On est en train de créer, dans quelques mois, le premier portail mondial de la sape. Dans tout ce qu’elle a de culturel et d’économique, ce sera une vitrine internationale. Alain Mabanckou, Vincent Perez, Antoine de Caunes… Autant de personnalités qui nous apportent leur appui sur ce projet, en qualité de futurs éditorialistes. Vous savez, il est vital que des Africains portent de tels projets. Il y a eu Congo Kitoko avec la fondation Cartier, l’exposition au Palais de Tokyo… les évènements sont nombreux mais portés quasi uniquement par des Occidentaux. Il est temps que nous fassions bouger cela ! Mais tout n’est pas à jeter, il y a des gens qui se bougent pour promouvoir la sape dans leurs différents pays africains. Par exemple, il y a eu un mois de la sape, au Kénya. On peut également citer la RDC. Il y a eu un foisement autour de la sape, avec la mort du grand frère Stervos Niarcos (une figure de la sape congolaise décédée en 1995). Les Zaïrois sont actuellement en train de réclamer que le jour de son décès soit décrété comme la journée de la sape dans le monde. Toute cette dynamique vise à tirer la sape vers le haut.

“Mon rêve est que Brazzaville devienne la capitale africaine de la mode, avec un maillage de petites entreprises
de fabrication.”

Vous parliez de Papa Wemba, cette édition lui rend hommage. Quel a été son impact dans la sape ?

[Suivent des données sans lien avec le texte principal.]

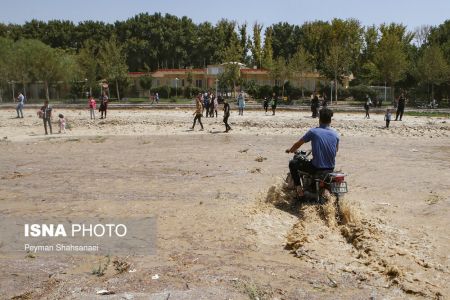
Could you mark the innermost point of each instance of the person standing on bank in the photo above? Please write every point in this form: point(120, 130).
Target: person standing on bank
point(315, 104)
point(92, 105)
point(401, 101)
point(274, 103)
point(241, 103)
point(46, 113)
point(198, 112)
point(19, 107)
point(103, 106)
point(226, 115)
point(387, 117)
point(367, 105)
point(266, 104)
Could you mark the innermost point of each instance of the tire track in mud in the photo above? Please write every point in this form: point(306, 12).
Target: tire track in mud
point(377, 248)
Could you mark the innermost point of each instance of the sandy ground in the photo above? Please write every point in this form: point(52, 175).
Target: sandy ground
point(226, 226)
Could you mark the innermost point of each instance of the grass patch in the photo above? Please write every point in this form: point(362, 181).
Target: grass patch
point(73, 140)
point(102, 267)
point(98, 139)
point(435, 114)
point(254, 291)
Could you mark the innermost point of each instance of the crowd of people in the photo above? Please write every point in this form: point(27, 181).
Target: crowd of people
point(207, 105)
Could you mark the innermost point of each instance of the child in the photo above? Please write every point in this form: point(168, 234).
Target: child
point(62, 123)
point(387, 117)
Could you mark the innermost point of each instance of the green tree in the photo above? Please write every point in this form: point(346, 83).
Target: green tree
point(6, 53)
point(299, 65)
point(113, 62)
point(146, 83)
point(256, 45)
point(87, 59)
point(337, 62)
point(390, 58)
point(432, 67)
point(267, 59)
point(280, 72)
point(244, 43)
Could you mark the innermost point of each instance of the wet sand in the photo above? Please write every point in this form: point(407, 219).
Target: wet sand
point(223, 217)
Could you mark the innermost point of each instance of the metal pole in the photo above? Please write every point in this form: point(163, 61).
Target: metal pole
point(331, 90)
point(385, 91)
point(217, 81)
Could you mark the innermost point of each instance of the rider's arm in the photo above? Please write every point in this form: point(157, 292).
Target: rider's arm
point(294, 147)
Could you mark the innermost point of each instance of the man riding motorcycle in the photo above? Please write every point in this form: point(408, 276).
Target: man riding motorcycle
point(324, 143)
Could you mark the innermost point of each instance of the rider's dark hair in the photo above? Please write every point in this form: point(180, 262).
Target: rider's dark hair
point(325, 115)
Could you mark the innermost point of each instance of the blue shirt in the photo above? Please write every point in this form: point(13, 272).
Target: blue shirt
point(324, 142)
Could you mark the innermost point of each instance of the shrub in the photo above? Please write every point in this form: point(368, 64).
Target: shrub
point(359, 92)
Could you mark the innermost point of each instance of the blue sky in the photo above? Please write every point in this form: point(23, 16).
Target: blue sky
point(412, 13)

Papa Wemba a sorti la sape des ornières où elle était. Il a ramené la sape à la rumba et elles sont aujourd’hui indissociables. Papa Wemba a vulgarisé la sape dans le monde entier. Aujourd’hui, des personnalités comme Alain Mabanckou ou moi-même, nous suivons les traces de Papa Wemba. Il m’avait dit que son rêve serait que j’installe une boutique Connivences à Kinshasa, et j’espère un jour l’honorer.